Wyczulamy na oszustów podszywających się pod Policję lub np. pracowników banku! Numery telefonów znajdujące się na stronach internetowych Policji i innych instytucji mogą być wykorzystywane przez przestępców w oszustwie zwanym spoofingiem. Zachowaj czujność jeśli taki numer wyświetli Ci się lub zidentyfikuje na ekranie telefonu
Spoofing to metoda wyłudzania danych wrażliwych lub pieniędzy. Polega na wykorzystaniu oprogramowania do zmiany numeru telefonicznego lub nazwy dzwoniącego połączenia, które widzi odbierający na wyświetlaczu swojego telefonu. Technologie pozwalają na to, że dzwoniący może ręcznie wprowadzić numer i jego opis, który wyświetli się adresatowi jako połączenie przychodzące. Nowoczesne technologie wykorzystywane przez sprawców umożliwiają wyświetlanie na Twoim telefonie numeru np. policyjnego lub innej instytucji jako numeru dzwoniącego. Jest to bardzo mylące i może prowadzić do utraty czujności.
Ofiarą oszustów padł 46-latek, który w ten sposób utracił kilka tysięcy złotych. 9 listopada 2023 roku, na telefon mężczyzny zadzwonił numer, który był tożsamy z numerem banku w jakim miał ulokowane swoje oszczędności. Głos w słuchawce zapewnił go, że jest pracownikiem banku i podał swoje dane. Oszust poinformował 46-latka, że jego pieniądze są zagrożone i bank chce mu pomóc. Doradził także, aby pokrzywdzony zweryfikował ten numer telefonu oraz dane rzekomego pracownika banku. Tak też uczynił, numer telefonu figurował na oficjalnych stronach instytucji, jak również osoba o podawanych przez przestępcę danych. Oszust powiadomił 46-latka, że za chwile zadzwoni do niego policjant. Po kilku minutach faktycznie z numeru, który figuruje na oficjalnych stronach internetowych Policji zadzwoniła osoba podająca się za funkcjonariusza (użyła ona imienia i nazwiska prawdziwego policjanta). To utwierdziło go w przekonaniu o autentyczności nawiązywanych z nim połączeń. Gdy ponownie skontaktował się z nim ,,pracownik” banku, 46-latek chcąc ochronić swoje pieniądze podał mu kody blik i zatwierdził je w aplikacji mobilnej, dzięki nim sprawcy wypłacili z konta 46-latka kilka tysięcy złotych.
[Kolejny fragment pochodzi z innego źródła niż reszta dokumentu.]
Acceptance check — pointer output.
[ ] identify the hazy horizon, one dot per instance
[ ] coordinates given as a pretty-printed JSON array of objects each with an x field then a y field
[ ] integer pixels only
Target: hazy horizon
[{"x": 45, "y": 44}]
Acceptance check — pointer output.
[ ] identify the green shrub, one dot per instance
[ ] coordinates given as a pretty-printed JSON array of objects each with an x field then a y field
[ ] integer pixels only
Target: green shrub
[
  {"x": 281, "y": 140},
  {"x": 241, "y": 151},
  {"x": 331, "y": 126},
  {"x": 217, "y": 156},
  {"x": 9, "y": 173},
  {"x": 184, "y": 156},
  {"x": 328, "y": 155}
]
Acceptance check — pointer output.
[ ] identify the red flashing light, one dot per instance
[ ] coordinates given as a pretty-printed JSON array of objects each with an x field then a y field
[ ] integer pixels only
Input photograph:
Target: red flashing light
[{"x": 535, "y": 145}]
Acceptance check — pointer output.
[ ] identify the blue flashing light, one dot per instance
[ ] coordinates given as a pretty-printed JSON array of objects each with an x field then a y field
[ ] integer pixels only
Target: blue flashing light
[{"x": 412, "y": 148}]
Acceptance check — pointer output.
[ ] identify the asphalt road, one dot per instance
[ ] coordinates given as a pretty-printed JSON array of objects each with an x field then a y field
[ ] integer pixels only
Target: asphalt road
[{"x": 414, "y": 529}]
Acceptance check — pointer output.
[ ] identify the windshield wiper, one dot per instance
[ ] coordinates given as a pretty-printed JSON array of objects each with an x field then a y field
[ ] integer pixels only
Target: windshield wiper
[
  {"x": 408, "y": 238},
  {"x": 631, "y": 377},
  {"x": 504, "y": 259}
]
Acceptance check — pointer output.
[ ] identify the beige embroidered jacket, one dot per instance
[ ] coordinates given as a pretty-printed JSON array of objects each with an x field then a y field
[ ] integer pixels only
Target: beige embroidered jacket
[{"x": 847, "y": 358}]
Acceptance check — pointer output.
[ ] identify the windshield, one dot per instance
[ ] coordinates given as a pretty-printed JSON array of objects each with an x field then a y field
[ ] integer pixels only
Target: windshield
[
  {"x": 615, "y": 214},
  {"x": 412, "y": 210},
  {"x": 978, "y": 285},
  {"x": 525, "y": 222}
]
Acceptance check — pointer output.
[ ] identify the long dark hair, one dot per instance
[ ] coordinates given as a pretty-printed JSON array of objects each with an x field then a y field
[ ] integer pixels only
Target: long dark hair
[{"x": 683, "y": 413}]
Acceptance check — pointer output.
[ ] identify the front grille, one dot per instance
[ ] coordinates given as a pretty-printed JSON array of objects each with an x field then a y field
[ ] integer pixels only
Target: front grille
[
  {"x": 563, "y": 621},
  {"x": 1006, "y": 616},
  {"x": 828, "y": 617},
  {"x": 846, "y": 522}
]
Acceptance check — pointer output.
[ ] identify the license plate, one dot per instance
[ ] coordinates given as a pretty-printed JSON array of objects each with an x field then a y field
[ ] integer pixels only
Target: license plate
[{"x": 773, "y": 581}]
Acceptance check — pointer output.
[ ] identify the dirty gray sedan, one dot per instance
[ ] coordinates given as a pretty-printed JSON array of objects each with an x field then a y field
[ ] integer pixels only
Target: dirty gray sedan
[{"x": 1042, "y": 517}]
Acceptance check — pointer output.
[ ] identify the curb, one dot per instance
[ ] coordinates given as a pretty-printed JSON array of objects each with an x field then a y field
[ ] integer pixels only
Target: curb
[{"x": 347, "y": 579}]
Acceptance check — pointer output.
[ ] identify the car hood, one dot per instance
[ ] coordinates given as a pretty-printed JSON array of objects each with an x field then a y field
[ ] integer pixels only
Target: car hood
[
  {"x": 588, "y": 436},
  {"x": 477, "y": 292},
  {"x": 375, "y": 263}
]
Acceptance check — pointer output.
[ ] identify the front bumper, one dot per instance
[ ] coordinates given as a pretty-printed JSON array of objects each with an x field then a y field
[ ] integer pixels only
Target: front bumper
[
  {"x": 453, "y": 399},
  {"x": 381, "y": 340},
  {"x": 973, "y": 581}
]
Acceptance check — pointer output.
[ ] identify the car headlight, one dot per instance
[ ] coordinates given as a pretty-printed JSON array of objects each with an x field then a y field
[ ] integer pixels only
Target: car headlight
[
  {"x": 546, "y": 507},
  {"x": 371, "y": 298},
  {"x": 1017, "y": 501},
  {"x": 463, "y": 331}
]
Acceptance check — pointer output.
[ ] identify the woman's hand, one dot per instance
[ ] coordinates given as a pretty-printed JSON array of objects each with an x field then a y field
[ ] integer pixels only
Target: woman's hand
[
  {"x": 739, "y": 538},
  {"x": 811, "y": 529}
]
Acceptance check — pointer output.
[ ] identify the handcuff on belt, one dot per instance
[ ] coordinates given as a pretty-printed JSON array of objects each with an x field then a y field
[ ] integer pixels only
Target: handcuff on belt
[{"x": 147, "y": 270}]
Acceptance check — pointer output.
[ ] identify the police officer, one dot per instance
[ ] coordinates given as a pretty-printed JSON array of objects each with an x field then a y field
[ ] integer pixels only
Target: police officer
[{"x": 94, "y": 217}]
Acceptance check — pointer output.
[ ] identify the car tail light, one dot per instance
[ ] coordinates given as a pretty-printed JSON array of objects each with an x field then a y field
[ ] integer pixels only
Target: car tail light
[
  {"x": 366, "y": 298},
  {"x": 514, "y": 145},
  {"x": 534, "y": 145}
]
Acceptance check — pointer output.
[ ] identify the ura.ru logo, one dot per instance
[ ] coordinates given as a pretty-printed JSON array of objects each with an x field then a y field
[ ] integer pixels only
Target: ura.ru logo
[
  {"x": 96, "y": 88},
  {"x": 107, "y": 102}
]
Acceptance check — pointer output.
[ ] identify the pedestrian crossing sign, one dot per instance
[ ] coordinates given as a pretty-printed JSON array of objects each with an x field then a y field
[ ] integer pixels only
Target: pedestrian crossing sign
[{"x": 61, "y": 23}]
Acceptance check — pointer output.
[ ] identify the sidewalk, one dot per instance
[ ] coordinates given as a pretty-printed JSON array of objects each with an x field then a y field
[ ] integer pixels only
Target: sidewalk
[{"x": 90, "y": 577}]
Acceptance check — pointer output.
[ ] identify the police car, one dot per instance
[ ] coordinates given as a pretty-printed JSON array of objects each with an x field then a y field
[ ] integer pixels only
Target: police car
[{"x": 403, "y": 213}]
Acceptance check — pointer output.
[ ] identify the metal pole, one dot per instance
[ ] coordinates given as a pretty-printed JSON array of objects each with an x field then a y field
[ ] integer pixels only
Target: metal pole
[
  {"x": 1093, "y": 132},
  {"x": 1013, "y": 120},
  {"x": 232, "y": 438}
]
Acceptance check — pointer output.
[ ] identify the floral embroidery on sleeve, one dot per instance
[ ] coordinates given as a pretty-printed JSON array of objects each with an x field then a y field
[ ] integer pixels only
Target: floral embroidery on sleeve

Jest to doskonały przykład na to, że oszuści wykorzystują różne triki socjotechniczne po to, by zmanipulować rozmówcę i uzyskać dostęp do jego smartfona lub komputera, a w konsekwencji do rachunku bankowego. Przestępcy podają się za policjantów, przedstawicieli banków, a także przedstawicieli urzędów i innych instytucji. Zmuszają niczego niepodejrzewającą ofiarę do działania pod presją czasu w przekonaniu o niebezpieczeństwie, przed którym oszust bazujący na autorytecie policji czy banku chce rzekomo uchronić. Celem tego przestępstwa jest wyłudzenie tzw. danych wrażliwych lub pieniędzy. Pamiętajmy! Oszuści umiejętnie manipulują rozmową tak, by uzyskać jak najwięcej informacji i wykorzystać naszą naiwność.
Policjanci apelują!
- Jeżeli przeprowadzana rozmowa wydaje Ci się podejrzana, a numer z którego dzwoni, oszust jest tożsamy z numerem na stronie danej instytucji ROZŁĄCZ SIĘ. Rekomendacje Centralnego Biura Zwalczania Cyberprzestępczości to zasada 30 sekund. Odczekaj minimum pół minuty. Następnie zadzwoń do banku/instytucji/osoby z którą rozmawiałeś, ale WPISZ NUMER SAMODZIELNIE – nie korzystaj z listy ostatnich połączeń
- Nie udostępniaj w sieci swoich danych kontaktowych
- Gdy osoba podająca się za pracownika banku lub innej instytucji prosi Cię o Twoje hasła lub prywatne dane, rozłącz się i zgłoś ten fakt
- Policjanci nie przyjmują pieniędzy na przechowanie i nie zabezpieczają ich na żadnych specjalnych kontach
- Policjanci nigdy nie dzwonią do osób postronnych wypytując ich o numer konta, hasło dostępu do niego czy oszczędności
- Stróże prawa, nigdy nie proszą o przelewanie pieniędzy na wskazane ,,bezpieczne” konta bankowe
W trakcie rozmów z nieznajomymi kierujmy się zawsze zasadą ograniczonego zaufania. Nie należy podawać żadnych danych osobowych oraz kodów autoryzacyjnych, w przypadku kiedy to ktoś do Ciebie dzwoni i to niezależnie z jakiego numeru, ani za kogo się podaje.W razie jakichkolwiek wątpliwości należy niezwłocznie skontaktować się z najbliższą jednostką Policji lub zadzwonić pod numer alarmowy 112.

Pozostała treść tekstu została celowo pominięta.